Vem aí Misano mais Misano e logo de seguida a Catalunha, vai dar para poucos arrumos à sala nos entretantos, é cumprir o estipulado e sentarmo-nos de novo, logo agora que Miguel, o Falcão descendente de Viriato no seu grito guerreiro de alma lusitana, logo agora quando estando ele à vista da presa não hesitou e em modo predador saltou em cima de quantos pela frente o separavam do clamor da vitória.

Mas entre isso, que é passado, e o que lá vem, andava eu ainda a desembananar o meu estado de torpor após a corrida que mais vezes sonhei por antecipação e mais vezes observei em mil vídeos chegados de mil lugares, e eis senão quando um bom amigo me envia por mensagem uma dica acerca de um documentário que não poderia deixar de ver na Netflix, e eu anjinho que nem à coisa lhe conhecia a existência, coisa de 2015, cinco anos que já lá vão… vós, muitos de vós, imagino-vos carecas de vê-lo, vai daí e vou logo lá e mal começa já vou rendido …

Com as imagens de um pequenote que algures em Itália inicia seu sonho, um pequenote e seu chefe de equipa que é o pai – e onde é que nós já vimos isto??? – escuto em voz off o início da narração, estaco surpreso, oiço de novo quem um dia tanto me encantou por sua busca de liberdade selvagem, um personagem daqueles que se guarda para sempre, quem me leva a passear nas palavras trazidas é Tristan Ludlow, esse mesmo, o filho do Coronel Ludlow, ajudo-vos, Brad Pitt, filho de Anthony Hopkins, e só este momento já me avisa ao que vou, terra de emoções, de monstros que nos marcam a vida e mostram o caminho das pegadas que não se apagam, um documentário de lendas vivido por uma lenda.

Viajarei de Rossi a Stoner, de Dani a Jorge, deambularei por vitórias épicas, quedas do outro mundo, da retumbância ao descalabro, andarei de trancos a barrancos como diria Alfonso Martinez de Toledo, mas uma coisa me estará vedada a ver, ali não se desiste, é cair e levantar, tapar lágrimas e dores, esconder mazelas, cerrar os dentes e cerrar o punho, conhecerei à vista outros pilotos, heróis de tantos vós que me leem e que apenas agora tenho a sorte e oportunidade de incluir em meus dias, com mais afinco em meus fins-de-semana com GP no calendário, verei nascer um menino de dois M’s que se irão imortalizar.
Vê-los-ei no seu íntimo, no seu âmago, no seu eu mais inacessível e ao mesmo tempo mais fascinante.
Ah, como entendo agora os Rossistas.
E Dani.
E Lorenzo, até nele colho motivos de empatia.

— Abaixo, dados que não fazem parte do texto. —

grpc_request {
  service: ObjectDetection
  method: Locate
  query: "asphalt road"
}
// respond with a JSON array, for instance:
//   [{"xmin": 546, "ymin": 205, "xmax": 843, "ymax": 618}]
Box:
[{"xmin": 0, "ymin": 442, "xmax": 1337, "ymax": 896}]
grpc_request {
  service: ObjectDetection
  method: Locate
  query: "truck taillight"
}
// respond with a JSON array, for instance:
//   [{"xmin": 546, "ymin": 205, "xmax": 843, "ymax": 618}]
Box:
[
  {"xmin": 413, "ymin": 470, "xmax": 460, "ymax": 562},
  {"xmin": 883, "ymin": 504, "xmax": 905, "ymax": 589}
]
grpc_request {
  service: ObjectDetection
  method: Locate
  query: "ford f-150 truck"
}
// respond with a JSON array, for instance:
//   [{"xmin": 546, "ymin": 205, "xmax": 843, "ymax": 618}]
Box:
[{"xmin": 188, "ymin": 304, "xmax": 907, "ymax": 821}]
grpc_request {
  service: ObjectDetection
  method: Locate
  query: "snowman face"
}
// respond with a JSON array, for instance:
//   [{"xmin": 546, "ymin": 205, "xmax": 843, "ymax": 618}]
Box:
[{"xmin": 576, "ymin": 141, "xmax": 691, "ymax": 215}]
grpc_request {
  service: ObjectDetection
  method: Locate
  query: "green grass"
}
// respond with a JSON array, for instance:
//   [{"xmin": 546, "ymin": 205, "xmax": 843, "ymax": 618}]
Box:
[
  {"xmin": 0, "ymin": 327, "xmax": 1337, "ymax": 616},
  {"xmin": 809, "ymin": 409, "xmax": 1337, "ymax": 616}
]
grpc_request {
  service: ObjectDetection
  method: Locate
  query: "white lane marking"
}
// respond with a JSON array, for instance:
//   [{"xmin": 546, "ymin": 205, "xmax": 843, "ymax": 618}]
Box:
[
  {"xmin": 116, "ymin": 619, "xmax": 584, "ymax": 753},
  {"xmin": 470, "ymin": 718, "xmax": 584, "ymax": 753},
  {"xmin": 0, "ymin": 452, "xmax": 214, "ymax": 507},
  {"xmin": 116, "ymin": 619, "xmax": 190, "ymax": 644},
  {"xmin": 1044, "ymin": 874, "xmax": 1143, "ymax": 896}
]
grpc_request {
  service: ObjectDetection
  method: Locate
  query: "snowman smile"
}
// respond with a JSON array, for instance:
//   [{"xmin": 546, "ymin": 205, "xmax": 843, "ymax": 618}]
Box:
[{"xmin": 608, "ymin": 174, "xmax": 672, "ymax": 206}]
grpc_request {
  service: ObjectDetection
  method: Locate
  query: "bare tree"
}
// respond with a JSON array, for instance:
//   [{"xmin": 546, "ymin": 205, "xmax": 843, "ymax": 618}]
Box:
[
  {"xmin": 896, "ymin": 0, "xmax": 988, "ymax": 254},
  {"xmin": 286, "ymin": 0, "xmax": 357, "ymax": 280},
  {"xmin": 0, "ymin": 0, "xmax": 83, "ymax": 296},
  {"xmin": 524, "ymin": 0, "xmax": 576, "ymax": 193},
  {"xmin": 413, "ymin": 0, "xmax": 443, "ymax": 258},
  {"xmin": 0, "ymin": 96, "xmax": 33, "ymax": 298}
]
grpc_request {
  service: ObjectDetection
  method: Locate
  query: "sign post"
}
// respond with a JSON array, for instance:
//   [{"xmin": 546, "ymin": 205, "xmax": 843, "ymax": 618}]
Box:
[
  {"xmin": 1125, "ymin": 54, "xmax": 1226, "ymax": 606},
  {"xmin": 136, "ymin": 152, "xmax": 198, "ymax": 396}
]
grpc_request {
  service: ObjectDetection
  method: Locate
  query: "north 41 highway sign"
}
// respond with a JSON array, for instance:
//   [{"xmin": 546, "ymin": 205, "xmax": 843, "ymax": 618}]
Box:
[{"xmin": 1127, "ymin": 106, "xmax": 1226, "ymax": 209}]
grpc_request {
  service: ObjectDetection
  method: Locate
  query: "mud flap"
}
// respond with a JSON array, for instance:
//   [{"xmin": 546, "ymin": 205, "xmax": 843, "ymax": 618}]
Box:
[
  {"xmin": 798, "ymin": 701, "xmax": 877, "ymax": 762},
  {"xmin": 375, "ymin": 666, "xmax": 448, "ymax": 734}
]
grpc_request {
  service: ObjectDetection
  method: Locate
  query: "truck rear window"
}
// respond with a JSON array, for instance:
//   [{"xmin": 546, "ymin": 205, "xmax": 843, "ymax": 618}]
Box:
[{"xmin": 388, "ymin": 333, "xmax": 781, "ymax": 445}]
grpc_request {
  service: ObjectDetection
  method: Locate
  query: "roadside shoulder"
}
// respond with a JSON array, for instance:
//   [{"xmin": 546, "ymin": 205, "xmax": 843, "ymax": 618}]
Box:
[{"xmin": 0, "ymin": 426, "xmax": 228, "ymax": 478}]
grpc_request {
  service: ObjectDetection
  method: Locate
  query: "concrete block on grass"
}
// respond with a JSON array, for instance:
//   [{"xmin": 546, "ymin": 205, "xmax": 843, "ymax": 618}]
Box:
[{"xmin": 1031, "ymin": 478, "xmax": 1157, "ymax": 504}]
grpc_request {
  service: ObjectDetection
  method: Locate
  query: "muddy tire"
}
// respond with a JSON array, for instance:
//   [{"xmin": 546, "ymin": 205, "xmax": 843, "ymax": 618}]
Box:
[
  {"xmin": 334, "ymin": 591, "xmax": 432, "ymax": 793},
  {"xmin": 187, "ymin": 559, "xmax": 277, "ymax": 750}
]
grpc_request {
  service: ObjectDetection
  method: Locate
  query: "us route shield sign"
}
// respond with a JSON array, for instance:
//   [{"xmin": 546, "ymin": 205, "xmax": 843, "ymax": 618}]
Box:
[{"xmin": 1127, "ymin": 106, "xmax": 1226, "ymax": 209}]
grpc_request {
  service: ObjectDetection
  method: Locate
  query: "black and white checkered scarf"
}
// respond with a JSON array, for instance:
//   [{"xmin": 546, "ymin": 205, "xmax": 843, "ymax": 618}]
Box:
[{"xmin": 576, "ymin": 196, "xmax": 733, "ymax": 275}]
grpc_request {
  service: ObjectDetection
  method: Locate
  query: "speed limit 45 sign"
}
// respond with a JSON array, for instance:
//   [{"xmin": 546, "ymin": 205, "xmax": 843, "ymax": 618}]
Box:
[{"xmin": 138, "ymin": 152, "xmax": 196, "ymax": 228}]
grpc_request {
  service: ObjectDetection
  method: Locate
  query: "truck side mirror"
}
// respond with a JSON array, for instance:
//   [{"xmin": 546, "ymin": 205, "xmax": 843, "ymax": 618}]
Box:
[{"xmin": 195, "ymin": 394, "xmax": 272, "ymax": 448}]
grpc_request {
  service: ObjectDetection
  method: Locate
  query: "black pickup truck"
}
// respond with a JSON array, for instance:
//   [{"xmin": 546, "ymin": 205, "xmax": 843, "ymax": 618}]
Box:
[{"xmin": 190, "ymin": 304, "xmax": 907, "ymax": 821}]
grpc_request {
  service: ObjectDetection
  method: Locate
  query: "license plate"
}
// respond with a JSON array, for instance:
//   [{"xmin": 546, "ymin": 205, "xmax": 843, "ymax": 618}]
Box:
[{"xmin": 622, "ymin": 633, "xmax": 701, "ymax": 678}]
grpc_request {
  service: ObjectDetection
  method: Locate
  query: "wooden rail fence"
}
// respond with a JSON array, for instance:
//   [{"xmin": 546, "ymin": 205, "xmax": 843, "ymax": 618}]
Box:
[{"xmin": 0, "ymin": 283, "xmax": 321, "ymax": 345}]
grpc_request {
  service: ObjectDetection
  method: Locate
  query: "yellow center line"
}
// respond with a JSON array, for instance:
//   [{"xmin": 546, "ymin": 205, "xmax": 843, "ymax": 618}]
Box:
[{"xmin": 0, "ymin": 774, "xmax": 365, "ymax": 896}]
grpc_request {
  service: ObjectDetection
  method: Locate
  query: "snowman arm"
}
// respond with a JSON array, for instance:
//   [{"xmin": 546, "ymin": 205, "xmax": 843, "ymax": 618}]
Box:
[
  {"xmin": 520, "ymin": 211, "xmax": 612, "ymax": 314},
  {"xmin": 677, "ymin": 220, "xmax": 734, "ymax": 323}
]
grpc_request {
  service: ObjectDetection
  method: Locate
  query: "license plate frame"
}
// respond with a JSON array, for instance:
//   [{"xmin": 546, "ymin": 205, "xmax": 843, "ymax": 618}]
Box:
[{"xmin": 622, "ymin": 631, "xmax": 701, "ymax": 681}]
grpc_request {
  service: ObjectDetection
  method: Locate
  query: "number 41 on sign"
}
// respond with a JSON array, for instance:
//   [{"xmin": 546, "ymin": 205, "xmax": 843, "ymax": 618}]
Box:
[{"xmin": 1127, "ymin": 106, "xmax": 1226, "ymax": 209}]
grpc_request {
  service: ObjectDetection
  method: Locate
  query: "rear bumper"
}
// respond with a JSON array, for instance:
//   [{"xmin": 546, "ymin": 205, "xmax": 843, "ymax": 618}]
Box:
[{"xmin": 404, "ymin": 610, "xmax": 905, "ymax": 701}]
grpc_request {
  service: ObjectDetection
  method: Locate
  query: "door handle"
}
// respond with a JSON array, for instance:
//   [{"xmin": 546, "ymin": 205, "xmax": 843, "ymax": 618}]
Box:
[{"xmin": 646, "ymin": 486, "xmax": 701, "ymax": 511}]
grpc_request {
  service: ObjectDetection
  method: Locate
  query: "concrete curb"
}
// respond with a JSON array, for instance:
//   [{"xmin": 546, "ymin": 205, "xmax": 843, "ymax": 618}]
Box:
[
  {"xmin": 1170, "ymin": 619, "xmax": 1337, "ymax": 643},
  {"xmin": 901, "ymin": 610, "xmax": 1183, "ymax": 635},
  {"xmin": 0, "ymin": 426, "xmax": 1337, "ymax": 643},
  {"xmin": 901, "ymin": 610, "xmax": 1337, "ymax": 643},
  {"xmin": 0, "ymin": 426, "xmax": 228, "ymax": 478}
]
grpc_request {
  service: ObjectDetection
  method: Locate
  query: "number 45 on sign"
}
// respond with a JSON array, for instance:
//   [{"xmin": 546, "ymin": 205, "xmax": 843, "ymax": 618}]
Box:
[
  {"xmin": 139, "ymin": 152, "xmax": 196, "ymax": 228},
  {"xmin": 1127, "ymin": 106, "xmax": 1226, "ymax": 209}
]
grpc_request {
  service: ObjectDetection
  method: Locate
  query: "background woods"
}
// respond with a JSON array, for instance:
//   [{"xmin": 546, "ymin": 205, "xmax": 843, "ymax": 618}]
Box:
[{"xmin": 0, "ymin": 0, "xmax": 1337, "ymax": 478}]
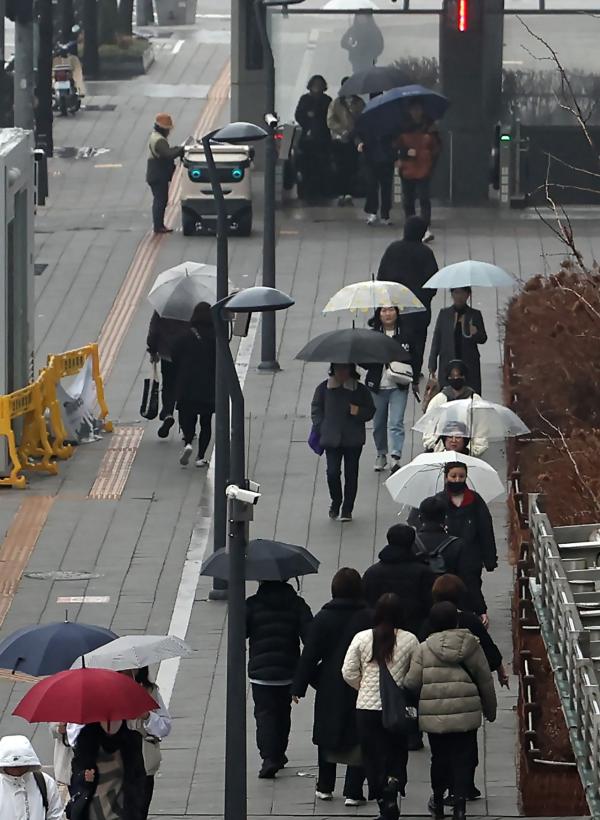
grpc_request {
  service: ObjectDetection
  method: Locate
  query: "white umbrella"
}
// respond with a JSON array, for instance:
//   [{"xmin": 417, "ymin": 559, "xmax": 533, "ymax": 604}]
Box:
[
  {"xmin": 413, "ymin": 398, "xmax": 531, "ymax": 441},
  {"xmin": 385, "ymin": 452, "xmax": 504, "ymax": 507},
  {"xmin": 323, "ymin": 0, "xmax": 378, "ymax": 11},
  {"xmin": 423, "ymin": 259, "xmax": 517, "ymax": 288},
  {"xmin": 71, "ymin": 635, "xmax": 192, "ymax": 672},
  {"xmin": 323, "ymin": 280, "xmax": 425, "ymax": 313},
  {"xmin": 148, "ymin": 262, "xmax": 226, "ymax": 322}
]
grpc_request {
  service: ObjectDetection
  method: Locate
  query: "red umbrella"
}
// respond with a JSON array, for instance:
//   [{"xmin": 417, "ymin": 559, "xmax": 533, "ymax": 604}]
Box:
[{"xmin": 13, "ymin": 669, "xmax": 158, "ymax": 723}]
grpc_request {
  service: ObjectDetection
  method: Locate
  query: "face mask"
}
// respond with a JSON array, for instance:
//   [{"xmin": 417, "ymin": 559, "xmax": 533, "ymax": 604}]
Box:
[{"xmin": 446, "ymin": 481, "xmax": 467, "ymax": 495}]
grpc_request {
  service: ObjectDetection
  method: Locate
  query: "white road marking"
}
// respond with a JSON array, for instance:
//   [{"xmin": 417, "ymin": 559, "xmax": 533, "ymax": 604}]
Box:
[{"xmin": 156, "ymin": 308, "xmax": 260, "ymax": 707}]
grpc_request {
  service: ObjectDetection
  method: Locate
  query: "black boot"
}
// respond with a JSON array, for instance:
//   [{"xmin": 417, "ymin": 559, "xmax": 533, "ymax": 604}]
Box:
[{"xmin": 453, "ymin": 797, "xmax": 467, "ymax": 820}]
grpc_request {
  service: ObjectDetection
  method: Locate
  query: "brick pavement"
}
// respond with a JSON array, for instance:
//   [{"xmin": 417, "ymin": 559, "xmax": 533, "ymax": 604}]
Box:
[{"xmin": 0, "ymin": 4, "xmax": 597, "ymax": 820}]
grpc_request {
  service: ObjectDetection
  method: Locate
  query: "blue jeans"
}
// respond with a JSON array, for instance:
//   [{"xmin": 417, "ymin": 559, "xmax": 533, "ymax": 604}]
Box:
[{"xmin": 372, "ymin": 387, "xmax": 408, "ymax": 458}]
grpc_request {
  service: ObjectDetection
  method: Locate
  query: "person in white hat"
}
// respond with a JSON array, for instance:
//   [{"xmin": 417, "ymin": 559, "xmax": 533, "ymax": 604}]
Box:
[{"xmin": 0, "ymin": 735, "xmax": 64, "ymax": 820}]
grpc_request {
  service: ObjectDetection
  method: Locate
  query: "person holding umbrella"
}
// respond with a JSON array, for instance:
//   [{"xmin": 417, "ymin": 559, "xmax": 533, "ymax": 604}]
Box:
[
  {"xmin": 292, "ymin": 567, "xmax": 373, "ymax": 806},
  {"xmin": 365, "ymin": 306, "xmax": 421, "ymax": 472},
  {"xmin": 429, "ymin": 287, "xmax": 487, "ymax": 398},
  {"xmin": 311, "ymin": 364, "xmax": 375, "ymax": 522},
  {"xmin": 173, "ymin": 302, "xmax": 216, "ymax": 467},
  {"xmin": 396, "ymin": 97, "xmax": 442, "ymax": 242},
  {"xmin": 246, "ymin": 579, "xmax": 312, "ymax": 780}
]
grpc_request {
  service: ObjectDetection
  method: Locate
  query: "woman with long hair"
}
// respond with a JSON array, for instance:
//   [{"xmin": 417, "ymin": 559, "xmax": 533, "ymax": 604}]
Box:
[
  {"xmin": 365, "ymin": 306, "xmax": 421, "ymax": 473},
  {"xmin": 173, "ymin": 302, "xmax": 216, "ymax": 467},
  {"xmin": 342, "ymin": 593, "xmax": 419, "ymax": 820}
]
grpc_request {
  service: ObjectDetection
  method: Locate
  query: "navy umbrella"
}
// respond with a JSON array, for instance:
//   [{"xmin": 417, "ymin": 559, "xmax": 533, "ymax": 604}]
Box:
[
  {"xmin": 201, "ymin": 538, "xmax": 320, "ymax": 581},
  {"xmin": 0, "ymin": 621, "xmax": 119, "ymax": 677},
  {"xmin": 356, "ymin": 85, "xmax": 449, "ymax": 137}
]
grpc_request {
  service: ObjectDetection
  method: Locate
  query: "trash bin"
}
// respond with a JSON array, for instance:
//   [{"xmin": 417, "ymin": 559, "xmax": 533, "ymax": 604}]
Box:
[
  {"xmin": 181, "ymin": 143, "xmax": 254, "ymax": 236},
  {"xmin": 156, "ymin": 0, "xmax": 197, "ymax": 26}
]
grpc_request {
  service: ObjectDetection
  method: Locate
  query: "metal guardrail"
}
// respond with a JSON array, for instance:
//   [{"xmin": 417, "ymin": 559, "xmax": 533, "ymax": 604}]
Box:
[{"xmin": 529, "ymin": 495, "xmax": 600, "ymax": 818}]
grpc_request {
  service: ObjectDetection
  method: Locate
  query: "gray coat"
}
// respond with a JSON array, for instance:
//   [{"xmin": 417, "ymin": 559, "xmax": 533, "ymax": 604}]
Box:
[
  {"xmin": 404, "ymin": 629, "xmax": 496, "ymax": 734},
  {"xmin": 429, "ymin": 306, "xmax": 487, "ymax": 395},
  {"xmin": 310, "ymin": 380, "xmax": 375, "ymax": 449}
]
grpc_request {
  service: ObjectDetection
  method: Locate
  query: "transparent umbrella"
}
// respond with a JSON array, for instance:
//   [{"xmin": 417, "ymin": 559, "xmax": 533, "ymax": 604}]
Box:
[
  {"xmin": 385, "ymin": 452, "xmax": 505, "ymax": 507},
  {"xmin": 323, "ymin": 281, "xmax": 425, "ymax": 313},
  {"xmin": 413, "ymin": 398, "xmax": 530, "ymax": 441}
]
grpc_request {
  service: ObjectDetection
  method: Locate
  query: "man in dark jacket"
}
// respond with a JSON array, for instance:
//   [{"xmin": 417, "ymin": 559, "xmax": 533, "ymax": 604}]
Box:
[
  {"xmin": 377, "ymin": 216, "xmax": 438, "ymax": 373},
  {"xmin": 146, "ymin": 114, "xmax": 183, "ymax": 233},
  {"xmin": 363, "ymin": 524, "xmax": 435, "ymax": 635},
  {"xmin": 246, "ymin": 581, "xmax": 312, "ymax": 778}
]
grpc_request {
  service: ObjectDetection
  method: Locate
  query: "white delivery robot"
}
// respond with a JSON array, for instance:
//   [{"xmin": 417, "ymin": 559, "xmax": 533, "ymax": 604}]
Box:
[{"xmin": 181, "ymin": 143, "xmax": 254, "ymax": 236}]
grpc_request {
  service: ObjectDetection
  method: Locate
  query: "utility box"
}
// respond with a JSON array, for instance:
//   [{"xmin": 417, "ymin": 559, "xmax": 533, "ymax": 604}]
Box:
[
  {"xmin": 156, "ymin": 0, "xmax": 197, "ymax": 26},
  {"xmin": 0, "ymin": 128, "xmax": 35, "ymax": 472}
]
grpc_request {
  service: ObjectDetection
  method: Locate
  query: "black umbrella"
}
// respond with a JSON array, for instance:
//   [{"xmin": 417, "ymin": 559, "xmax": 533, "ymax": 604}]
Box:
[
  {"xmin": 339, "ymin": 65, "xmax": 410, "ymax": 97},
  {"xmin": 296, "ymin": 327, "xmax": 398, "ymax": 364},
  {"xmin": 201, "ymin": 538, "xmax": 320, "ymax": 581}
]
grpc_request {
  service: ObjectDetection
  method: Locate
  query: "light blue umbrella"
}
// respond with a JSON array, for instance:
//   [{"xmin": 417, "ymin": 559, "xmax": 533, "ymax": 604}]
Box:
[{"xmin": 423, "ymin": 259, "xmax": 517, "ymax": 288}]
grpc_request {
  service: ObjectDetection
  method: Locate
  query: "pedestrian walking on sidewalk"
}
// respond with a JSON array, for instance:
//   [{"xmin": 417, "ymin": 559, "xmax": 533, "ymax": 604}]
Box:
[
  {"xmin": 67, "ymin": 720, "xmax": 146, "ymax": 820},
  {"xmin": 146, "ymin": 311, "xmax": 189, "ymax": 438},
  {"xmin": 292, "ymin": 567, "xmax": 373, "ymax": 806},
  {"xmin": 311, "ymin": 364, "xmax": 375, "ymax": 521},
  {"xmin": 397, "ymin": 97, "xmax": 442, "ymax": 242},
  {"xmin": 363, "ymin": 524, "xmax": 435, "ymax": 635},
  {"xmin": 423, "ymin": 359, "xmax": 489, "ymax": 457},
  {"xmin": 365, "ymin": 307, "xmax": 421, "ymax": 473},
  {"xmin": 404, "ymin": 602, "xmax": 496, "ymax": 820},
  {"xmin": 429, "ymin": 288, "xmax": 487, "ymax": 395},
  {"xmin": 327, "ymin": 77, "xmax": 365, "ymax": 207},
  {"xmin": 146, "ymin": 114, "xmax": 183, "ymax": 233},
  {"xmin": 377, "ymin": 216, "xmax": 438, "ymax": 375},
  {"xmin": 246, "ymin": 581, "xmax": 312, "ymax": 779},
  {"xmin": 342, "ymin": 594, "xmax": 419, "ymax": 820},
  {"xmin": 130, "ymin": 666, "xmax": 172, "ymax": 820},
  {"xmin": 0, "ymin": 735, "xmax": 64, "ymax": 820},
  {"xmin": 173, "ymin": 302, "xmax": 216, "ymax": 467}
]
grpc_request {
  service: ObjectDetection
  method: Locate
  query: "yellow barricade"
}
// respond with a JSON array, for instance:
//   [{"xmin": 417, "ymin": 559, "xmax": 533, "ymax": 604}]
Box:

Casey Stoner, imagino, terá deixado loucos de vazio quem lhe entregava a encomenda da emoção da vitória, Casey ele mesmo, Casey livre e campeão, quão distraído na vida se pode andar para apenas se lhe conhecer imagens de poster e zero de sua história, sacrílego, apelidar-me-ão, e sim, aquiesço, aceno envergonhado… e peço-vos, e a ele, desculpas.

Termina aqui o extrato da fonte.